NEW YORK – Ancient DNA analyses on a burial site called Fleury-sur-Orne in what is now Normandy, France, supports the notion that the region was home to a society that appeared to be led by male elites during the Middle Neolithic period, with related males remaining in the region and incoming females from outside groups.

"Ancient DNA, now available for the entire group of Fleury-sur-Orne, significantly increases our understanding of the site," co-first and co-corresponding authors Maïté Rivollat and Aline Thomas and their colleagues wrote, emphasizing that all but one of the individuals characterized from lavish funerary monuments were male, consistent with "an overarching patrilineal system."

Rivollat is affiliated with the University of Bordeaux, the Max Planck Institute for Science of Human History, and the Max Planck Institute for Evolutionary Anthropology, while Thomas is affiliated with the University of Paris Museum of Humanity.

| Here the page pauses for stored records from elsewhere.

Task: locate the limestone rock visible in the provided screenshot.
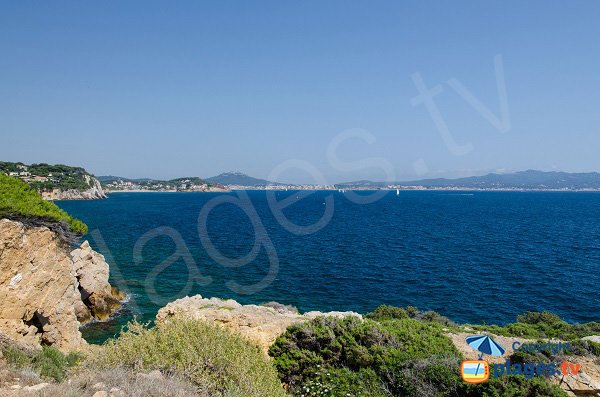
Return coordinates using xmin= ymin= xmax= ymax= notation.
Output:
xmin=0 ymin=219 xmax=123 ymax=350
xmin=156 ymin=295 xmax=361 ymax=354
xmin=0 ymin=219 xmax=85 ymax=348
xmin=581 ymin=335 xmax=600 ymax=343
xmin=71 ymin=241 xmax=124 ymax=324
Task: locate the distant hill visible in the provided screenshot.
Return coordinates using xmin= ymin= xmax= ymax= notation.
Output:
xmin=338 ymin=170 xmax=600 ymax=190
xmin=0 ymin=161 xmax=105 ymax=200
xmin=205 ymin=172 xmax=281 ymax=186
xmin=96 ymin=175 xmax=154 ymax=184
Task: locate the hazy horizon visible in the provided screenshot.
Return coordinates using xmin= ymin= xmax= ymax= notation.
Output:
xmin=0 ymin=1 xmax=600 ymax=183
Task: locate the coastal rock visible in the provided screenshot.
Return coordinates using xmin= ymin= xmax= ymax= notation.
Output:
xmin=581 ymin=335 xmax=600 ymax=343
xmin=40 ymin=175 xmax=106 ymax=200
xmin=0 ymin=219 xmax=85 ymax=349
xmin=0 ymin=219 xmax=122 ymax=350
xmin=156 ymin=295 xmax=362 ymax=354
xmin=71 ymin=241 xmax=125 ymax=324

For their study, published in PNAS on Thursday, the researchers used targeted in-solution capture to profile the mitochondrial genome, Y chromosome, and some 1.2 million SNPs genome-wide in samples representing 14 Neolithic individuals from elaborate "megalith" burial monuments — data that complements genetic profiles for Fleury-sur-Orne individuals that were included in a broader analysis of a dozen Neolithic and Mesolithic sites in France and Germany that was reported in Science Advances in 2020.

"[W]e present genome-wide data for the complete Neolithic site of Fleury-sur-Orne, which adds six new individuals to the previously published data, resulting in a total of 15 of the 19 Neolithic individuals discovered at the site who yielded ancient DNA results," the authors wrote. "The four remaining individuals could not be sampled due to very poor skeletal preservation."

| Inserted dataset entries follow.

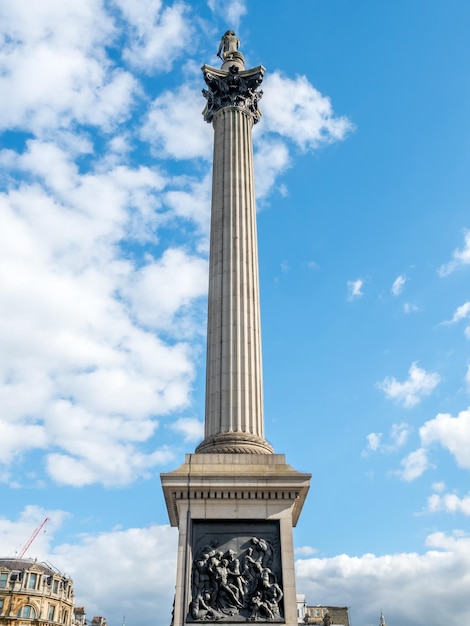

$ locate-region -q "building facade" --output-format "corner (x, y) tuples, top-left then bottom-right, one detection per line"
(303, 605), (349, 626)
(0, 558), (74, 626)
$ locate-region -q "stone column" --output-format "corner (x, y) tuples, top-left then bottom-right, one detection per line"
(196, 58), (273, 454)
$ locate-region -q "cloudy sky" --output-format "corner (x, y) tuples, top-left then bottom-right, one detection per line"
(0, 0), (470, 626)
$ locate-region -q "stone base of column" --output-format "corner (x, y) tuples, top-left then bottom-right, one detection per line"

When they compared the new sequences to those in available SNP data sets and to sequences from nearly 600 more ancient DNA samples and almost 2,600 genetically profiled samples from present-day populations, the researchers documented western European Neolithic ancestry in most of the individuals found at the elite burial monuments from the earliest time points considered.

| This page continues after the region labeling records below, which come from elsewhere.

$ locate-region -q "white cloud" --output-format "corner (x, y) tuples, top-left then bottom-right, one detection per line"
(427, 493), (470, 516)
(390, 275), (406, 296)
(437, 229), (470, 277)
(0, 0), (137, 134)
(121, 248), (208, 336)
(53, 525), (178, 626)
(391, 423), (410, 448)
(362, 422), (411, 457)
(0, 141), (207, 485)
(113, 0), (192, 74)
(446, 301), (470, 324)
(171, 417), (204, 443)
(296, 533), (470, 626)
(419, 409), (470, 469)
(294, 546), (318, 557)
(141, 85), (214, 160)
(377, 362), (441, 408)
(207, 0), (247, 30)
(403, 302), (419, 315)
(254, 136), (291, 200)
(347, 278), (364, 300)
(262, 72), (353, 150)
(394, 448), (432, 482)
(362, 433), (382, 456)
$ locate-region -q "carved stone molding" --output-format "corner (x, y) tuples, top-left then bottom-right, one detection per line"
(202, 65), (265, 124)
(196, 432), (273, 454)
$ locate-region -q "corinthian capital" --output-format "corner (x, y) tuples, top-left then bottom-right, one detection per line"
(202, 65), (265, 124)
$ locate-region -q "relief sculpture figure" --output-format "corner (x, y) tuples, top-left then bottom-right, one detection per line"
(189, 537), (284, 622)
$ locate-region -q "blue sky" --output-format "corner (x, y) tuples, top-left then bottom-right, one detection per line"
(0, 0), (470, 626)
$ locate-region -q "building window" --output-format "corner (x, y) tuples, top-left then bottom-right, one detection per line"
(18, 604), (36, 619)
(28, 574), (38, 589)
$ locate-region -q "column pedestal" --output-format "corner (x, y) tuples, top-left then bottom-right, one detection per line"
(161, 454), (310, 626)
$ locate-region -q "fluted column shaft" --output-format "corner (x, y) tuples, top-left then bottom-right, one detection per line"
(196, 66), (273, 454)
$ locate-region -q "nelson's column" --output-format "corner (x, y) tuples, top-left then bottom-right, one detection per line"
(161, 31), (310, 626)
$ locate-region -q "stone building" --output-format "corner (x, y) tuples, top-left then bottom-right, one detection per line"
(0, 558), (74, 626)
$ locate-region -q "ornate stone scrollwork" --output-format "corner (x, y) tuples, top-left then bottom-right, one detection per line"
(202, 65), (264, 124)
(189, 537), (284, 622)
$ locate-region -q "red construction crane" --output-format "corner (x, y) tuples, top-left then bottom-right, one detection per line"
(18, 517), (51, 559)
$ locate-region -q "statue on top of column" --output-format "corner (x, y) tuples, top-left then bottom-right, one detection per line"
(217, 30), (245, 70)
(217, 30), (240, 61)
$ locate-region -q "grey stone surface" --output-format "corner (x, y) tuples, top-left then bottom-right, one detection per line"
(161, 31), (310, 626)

In more recent samples, going back some 6,000 years, the team saw distinct ancestry from beyond the initial western Neolithic group, reflected in three elite individuals profiled from the megalith monuments.

"By integrating genomic and archaeological data, we provide new insights into the Neolithic French monumental site of Fleury-sur-Orne in Normandy, where a group of selected individuals was buried in impressively long monuments," the authors explained. "We hypothesize that different, unrelated families or clans used the site over several centuries."

From the primarily male representation at the elite burial monuments, combined with parental genetic marker and run-of-homozygosity clues, the researchers speculated that the Neolithic society was primarily patrilineal — a notion that was supported by the presence of a father-son pair buried at one of the monuments.

Even so, the authors noted that "a single female buried with an arrowhead, otherwise considered a symbol of power of the male elite of the Cerny culture, questions a strictly biological sex bias in the burial rites of this otherwise 'masculine' monumental cemetery," and cautioned that the "specific selection of individuals buried at the site cannot be considered a representative snapshot of the greater community at the time."